Clearly, I’m in no position to tell other people how to file their myriad documents —test results, bug reports, articles, correction letters, and so forth—that might be needed when testing a system. But at least I speak with the experience of a common person rather than a filing genius (like a former secretary who filed the cans of food in her kitchen alphabetically).
Probably the most important principle I’ve learned is to think, when putting something away, about the question I’ll be asking when I want to retrieve it. That question is my best guide as to where to file it. Recently, when I’ve been unable to reduce an important item to a single question, I’ve taken to filing a reference to the item in extra places. Or, if it’s filed digitally, I add at least one keyword for each possible question.
Throwing Things Away
Filing multiple references tends to compound another problem of mine, based on the universal law: “Files Fill.” I’ve noticed that good testers have a sense of when to rid themselves of things. I don’t have this sense, and it has always cost me much wasted effort when searching for something.
When I used to work for IBM (which stood for “I’ve Been Moved”), every time I packed my files to move I would purge about 1/3 of my filed material. Now that I don’t move as frequently, I tend to drown in my files. Once in a while, though, I become seized with a cleaning fit and go through a drawer or two, or tidy up a few folders. Still, I’m still trying to learn something good about filing—or, rather, unfiling.
Learn Something New Before Sleeping
My father was an extraordinarily smart man. Somewhere in my early years, he told me that he would never go to bed at night unless he had learned something new that day. Somehow that made sense to me, perhaps because I wanted to be smart like my father. For whatever reason, I have followed this habit for my entire life. I was never one of those people who felt he could learn only in a classroom, so every night, before hitting the pillows, I review my day for learnings. My journal helps. If I cannot think of anything worth writing down, I go to my library and grab a book. Or, nowadays, I’ll go online and browse until I find something of value.
Sometimes, it’s something new. Others, it’s a reminder of something I used to know, but have forgotten.
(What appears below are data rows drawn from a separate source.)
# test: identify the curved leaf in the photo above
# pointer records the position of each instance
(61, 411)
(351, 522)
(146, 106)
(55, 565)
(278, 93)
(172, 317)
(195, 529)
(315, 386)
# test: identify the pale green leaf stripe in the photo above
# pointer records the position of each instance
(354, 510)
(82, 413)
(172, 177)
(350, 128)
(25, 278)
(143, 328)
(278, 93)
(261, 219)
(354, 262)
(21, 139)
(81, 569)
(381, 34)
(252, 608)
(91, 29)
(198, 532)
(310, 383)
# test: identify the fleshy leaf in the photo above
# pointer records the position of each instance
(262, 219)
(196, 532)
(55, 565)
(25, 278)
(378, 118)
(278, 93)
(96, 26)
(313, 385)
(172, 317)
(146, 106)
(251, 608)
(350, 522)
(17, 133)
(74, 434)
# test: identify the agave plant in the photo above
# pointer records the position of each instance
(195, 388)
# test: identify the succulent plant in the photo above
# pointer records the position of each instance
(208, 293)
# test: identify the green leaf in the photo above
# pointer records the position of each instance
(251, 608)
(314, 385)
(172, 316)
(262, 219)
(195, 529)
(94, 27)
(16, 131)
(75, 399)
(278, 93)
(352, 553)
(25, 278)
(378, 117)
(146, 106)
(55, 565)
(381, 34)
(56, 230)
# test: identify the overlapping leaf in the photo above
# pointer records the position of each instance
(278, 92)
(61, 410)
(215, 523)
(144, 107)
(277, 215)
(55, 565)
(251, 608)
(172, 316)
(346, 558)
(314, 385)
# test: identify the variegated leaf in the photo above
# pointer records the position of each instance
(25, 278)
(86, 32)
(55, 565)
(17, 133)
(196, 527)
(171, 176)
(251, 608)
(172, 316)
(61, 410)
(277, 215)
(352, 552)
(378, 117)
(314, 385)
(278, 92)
Once in a great while, I try to retire without this learning, but I’ve discovered that this habit is so ingrained that I cannot fall asleep. So, I get up from bed and start the learning process over again.
Learning From Others
Which brings me to the final habit on my list, undoubtedly the one that has done more than all the others to make me a better tester.
I don’t know how I acquired this habit—I certainly didn’t have it when I was in school. Somewhere along the line, I developed the habit of listening to other people. And watching them.
Of course, I try to learn from my own mistakes, but my ego makes it hard to learn from them. Besides there are so many other people making mistakes that I can learn even more from their blunders. I think that’s how Dani learned how to train dogs—and dog owners.